Data ini memperkuat prediksi Panel Antarpemerintah untuk Perubahan Iklim (IPCC) nan menyebut Bumi bakal melampaui periode pemisah pemanasan dunia 1,5 derajat Celsius dalam 10 tahun ke depan. Jika pemisah ini terlampaui, dampaknya terhadap Bumi bakal berkarakter permanen dan tak dapat diperbaiki.
IPCC menegaskan, kondisi ini berfaedah penduduk Bumi berhadapan dengan dasawarsa paling krusial dalam sejarah manusia. Organisasi ini pun mendesak masyarakat dunia untuk segera memangkas emisi secara drastis.
"Kita sudah mempunyai teknologi, peralatan, dan anggaran. nan kurang hanyalah kemauan politik nan kuat," ujar Ketua IPCC Lee Hoesung, dikutip dari AFP, Minggu (13/4/2025).
Fenomena pemanasan dunia sekarang sudah terlihat nyata melalui cuaca ekstrem. Ilmuwan dari Imperial College London, Friederike Otto mengingatkan, "tahun terpanas nan kita alami sekarang bakal menjadi tahun terdingin bagi generasi mendatang."
Jika pemanasan dunia terus berlanjut, bumi bakal menghadapi beragam bencana, seperti percepatan kepunahan spesies, kandas panen, kematian terumbu karang, hingga mencairnya es di kutub.

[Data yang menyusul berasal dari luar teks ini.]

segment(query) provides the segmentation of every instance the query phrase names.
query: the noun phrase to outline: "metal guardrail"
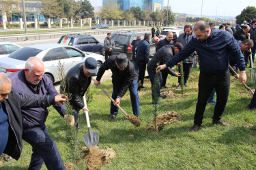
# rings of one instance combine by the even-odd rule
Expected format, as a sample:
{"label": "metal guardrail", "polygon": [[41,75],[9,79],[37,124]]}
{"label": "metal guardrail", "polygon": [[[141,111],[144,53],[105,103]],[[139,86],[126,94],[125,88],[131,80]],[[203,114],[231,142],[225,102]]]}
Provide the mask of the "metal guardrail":
{"label": "metal guardrail", "polygon": [[10,39],[16,39],[17,41],[23,41],[27,40],[29,37],[33,37],[35,40],[40,40],[42,37],[48,37],[48,38],[55,38],[55,36],[62,36],[70,33],[76,34],[88,34],[91,35],[106,35],[107,33],[115,33],[117,31],[132,31],[132,32],[145,32],[151,31],[151,28],[136,28],[136,29],[118,29],[108,30],[81,30],[81,31],[58,31],[58,32],[47,32],[47,33],[36,33],[27,34],[12,34],[12,35],[0,35],[0,40],[6,41]]}

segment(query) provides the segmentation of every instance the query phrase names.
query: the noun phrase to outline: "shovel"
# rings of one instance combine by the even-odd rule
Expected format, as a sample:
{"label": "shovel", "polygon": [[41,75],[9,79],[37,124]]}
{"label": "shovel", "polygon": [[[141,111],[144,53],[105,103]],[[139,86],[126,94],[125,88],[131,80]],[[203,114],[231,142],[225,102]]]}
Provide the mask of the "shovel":
{"label": "shovel", "polygon": [[[83,102],[85,107],[87,107],[87,105],[86,104],[85,96],[83,96]],[[87,123],[88,133],[86,134],[83,134],[83,141],[87,146],[92,148],[94,146],[96,146],[99,142],[99,135],[98,134],[98,132],[92,132],[91,131],[91,125],[87,111],[85,112],[85,117],[86,122]]]}

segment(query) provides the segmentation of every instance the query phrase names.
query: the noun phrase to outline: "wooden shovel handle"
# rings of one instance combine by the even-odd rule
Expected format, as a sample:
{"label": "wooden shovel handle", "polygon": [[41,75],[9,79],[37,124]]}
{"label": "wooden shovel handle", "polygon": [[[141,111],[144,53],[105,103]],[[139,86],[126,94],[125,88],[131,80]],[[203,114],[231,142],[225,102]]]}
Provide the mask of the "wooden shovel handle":
{"label": "wooden shovel handle", "polygon": [[[235,70],[233,70],[233,69],[232,68],[232,67],[231,67],[231,65],[229,65],[229,69],[232,71],[232,72],[236,75],[238,73],[236,72]],[[248,90],[249,90],[252,94],[254,94],[253,91],[251,89],[251,88],[249,88],[248,86],[247,86],[247,85],[244,83],[244,87]]]}
{"label": "wooden shovel handle", "polygon": [[[92,80],[94,82],[95,81],[94,79],[92,79]],[[114,101],[114,99],[111,97],[109,93],[100,86],[100,84],[98,84],[98,86],[104,92],[104,93],[106,94],[106,95],[109,98],[109,99],[112,101],[113,103],[115,103],[115,101]],[[122,112],[123,112],[125,116],[128,115],[128,114],[118,104],[116,104],[116,106],[117,106],[117,107],[122,111]]]}

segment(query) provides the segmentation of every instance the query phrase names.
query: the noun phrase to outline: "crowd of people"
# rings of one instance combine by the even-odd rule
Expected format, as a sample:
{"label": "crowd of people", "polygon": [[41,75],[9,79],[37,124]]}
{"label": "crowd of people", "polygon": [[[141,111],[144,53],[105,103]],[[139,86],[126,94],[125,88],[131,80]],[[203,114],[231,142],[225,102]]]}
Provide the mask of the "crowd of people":
{"label": "crowd of people", "polygon": [[[61,93],[71,94],[68,102],[72,107],[72,115],[66,113],[66,107],[63,104],[67,97],[59,95],[51,80],[43,75],[44,63],[38,58],[29,58],[23,70],[9,77],[0,74],[0,154],[5,153],[18,160],[23,139],[32,146],[29,169],[40,169],[44,163],[48,169],[65,169],[56,144],[48,136],[45,125],[48,114],[47,107],[53,105],[71,126],[76,124],[77,130],[83,128],[79,126],[78,115],[81,109],[84,113],[88,111],[83,97],[91,82],[95,86],[100,84],[101,78],[108,69],[113,74],[112,98],[115,100],[111,103],[109,118],[115,119],[118,113],[116,106],[120,105],[128,89],[133,114],[139,116],[138,91],[144,88],[146,69],[152,87],[156,73],[160,74],[157,95],[165,99],[167,96],[160,94],[160,89],[168,88],[166,86],[168,75],[178,78],[177,88],[180,88],[182,82],[188,87],[190,69],[193,63],[194,67],[197,67],[198,62],[200,69],[198,100],[194,124],[190,131],[197,132],[200,129],[207,103],[210,99],[214,99],[215,92],[217,98],[216,101],[214,99],[212,124],[229,126],[221,120],[229,95],[229,65],[236,71],[239,69],[240,72],[236,78],[244,84],[248,56],[254,56],[255,54],[256,16],[251,23],[242,25],[241,28],[223,24],[219,29],[216,29],[214,24],[202,20],[197,22],[194,28],[187,24],[184,26],[184,33],[175,41],[171,31],[160,40],[158,35],[160,31],[160,27],[156,30],[153,27],[152,34],[147,33],[143,38],[141,35],[137,37],[132,47],[132,61],[125,54],[113,54],[115,42],[108,33],[104,40],[106,61],[98,71],[97,61],[91,57],[69,70],[65,77],[66,86],[61,86],[60,90]],[[151,38],[156,44],[156,54],[150,60]],[[251,62],[251,65],[253,65],[253,61]],[[174,65],[178,67],[179,73],[172,70]],[[184,81],[180,76],[182,65]],[[92,81],[92,74],[97,72],[96,80]],[[162,104],[159,101],[157,103]],[[256,109],[256,93],[248,108]]]}

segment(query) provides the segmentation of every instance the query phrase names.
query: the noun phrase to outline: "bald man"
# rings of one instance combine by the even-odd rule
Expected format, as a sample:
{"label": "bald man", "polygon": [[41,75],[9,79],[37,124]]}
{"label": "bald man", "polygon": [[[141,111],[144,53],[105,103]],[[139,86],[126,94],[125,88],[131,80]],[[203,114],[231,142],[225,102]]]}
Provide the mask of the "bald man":
{"label": "bald man", "polygon": [[211,29],[209,24],[201,20],[195,25],[194,33],[195,35],[183,50],[165,65],[160,65],[158,71],[176,65],[197,51],[200,63],[198,100],[194,125],[190,131],[197,132],[200,129],[208,99],[214,88],[217,94],[217,103],[212,124],[229,126],[229,123],[221,120],[229,94],[229,52],[237,61],[240,70],[239,80],[242,84],[246,81],[244,56],[238,41],[226,31]]}
{"label": "bald man", "polygon": [[20,109],[48,107],[66,101],[61,95],[18,94],[12,90],[12,81],[0,73],[0,156],[7,154],[18,160],[23,148]]}
{"label": "bald man", "polygon": [[[57,95],[58,92],[49,78],[43,75],[44,65],[37,57],[29,58],[25,69],[9,75],[12,90],[27,94]],[[65,107],[54,105],[59,114],[64,117]],[[45,163],[48,169],[65,169],[54,141],[48,136],[45,126],[48,111],[46,107],[21,109],[23,116],[23,139],[32,146],[33,153],[29,169],[40,169]],[[73,119],[74,120],[74,119]],[[74,120],[71,123],[74,124]]]}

Sekretaris Jenderal PBB Antonio Guterres menyerukan negara-negara maju untuk mempercepat sasaran netral karbon dari 2050 menjadi 2040 demi "menjinakkan peledak iklim."
"Manusia berdiri di atas lapisan es nan sangat tipis, dan lapisan itu mencair dengan cepat," kata Guterres.
IPCC memperkirakan jika suhu Bumi hanya bisa ditekan hingga 1,8 derajat Celcius, separuh populasi bumi bakal hidup dalam kondisi panas dan kelembaban ekstrem pada 2100. Asia Tenggara, sebagian Brasil, dan Afrika Barat menjadi wilayah paling terdampak.
Menurut Organisasi Meteorologi Dunia (WMO), Januari 2025 menandai bulan ke-18 dari 19 bulan terakhir di mana suhu dunia konsisten 1,5 derajat Celcius di atas tingkat pra-industri. Tahun 2024 juga tercatat sebagai tahun terpanas sepanjang sejarah.
Namun, WMO menegaskan, pencapaian suhu di atas 1,5 derajat dalam satu tahun belum berfaedah sasaran jangka panjang Perjanjian Paris gagal. Target tersebut dinilai dalam periode beberapa dekade, bukan tahunan.
Kendati begitu, setiap kenaikan mini dalam suhu membawa akibat besar. Sepuluh tahun terakhir tercatat sebagai dasawarsa terpanas sepanjang sejarah.
Adapun pengedaran suhu tidak merata. Januari 2025 menunjukkan suhu di atas rata-rata di sebagian besar dunia, namun lebih rendah di Amerika Serikat, Greenland, dan Rusia bagian timur jauh. Selain itu, luas es laut Arktik juga tercatat sebagai nan terendah sepanjang sejarah.
(fab/fab)
Saksikan video di bawah ini:
Video: Warga RI Diminta Pindah ke e-SIM, Apa Untung & Urgensinya?